Metagenomic studies suggest that archaebacteria (like the Nitrosopumilus maritimus) under the phylum Crenarchaea aid significantly in nitrogen cycle stages such as ammonia oxidation and nitrification. The production of methane gas (also called biogas) in nature is also carried out by archaea like Methanosarcina barkeri, Methanocaldococcus jannaschii, etc. Some experts claim that methanogens (methane-producing microbes) were Earth’s first free-living life forms.
These creatures also play a role in the Calvin cycle — the stage of photosynthesis at which glucose is formed. The cycles start from carbon fixation which is facilitated by various members of the archaea genera called Sulfobolus and Pyrococcus. A common myth about these archaebacteria is that they are capable of carrying out photosynthesis — but this is not true and their role is limited to the process of carbon fixation. Microbes in the Sulfobolus genus are also considered important for the oxidation of elemental sulfur and in studying DNA replication in archaea.
Basically, if you take any natural chemical cycle on the Earth, there’s a good chance that archaea play some role in it at some stage.
Archaea are also known to develop different kinds of ecological relationships with bacteria and eukaryotic organisms. All of these interactions are positive (or neutral) in nature. Basically, archaea are more a giver than a taker. For instance, a mutualistic relationship between methanogens and protozoans provides the former with abundant hydrogen and the latter with high energy levels. Similarly, Methanobrevibacter smithii, an archaebacterium that is part of the human gut microbiota, is believed to improve polysaccharide digestion in our bodies by consuming additional hydrogen. Some methanogenic archaea also have a symbiotic relationship with termites.

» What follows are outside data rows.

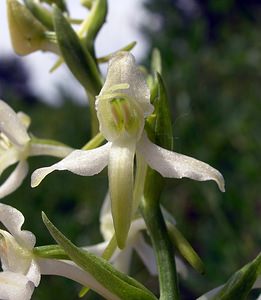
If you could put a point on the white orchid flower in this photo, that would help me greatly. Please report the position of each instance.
(16, 146)
(22, 270)
(121, 259)
(122, 106)
(213, 293)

Interestingly, archaea are now also being used in various chemical processes that are useful for humans. They are increasingly used in the production of antibiotics, sewage treatment, extraction of metals, and various biotechnological experiments. Several research groups are working on ways to harness the power of archaea for the benefit of mankind.
Overall, Archaea have been immensely impactful creatures in the history of the Earth — and will likely continue to be so for the foreseeable future. They’ve been around for over 3 billion years, are incredibly diverse, and can survive in varied and often extreme environments, from lakes to soil and human intestine they are now found almost everywhere on Earth.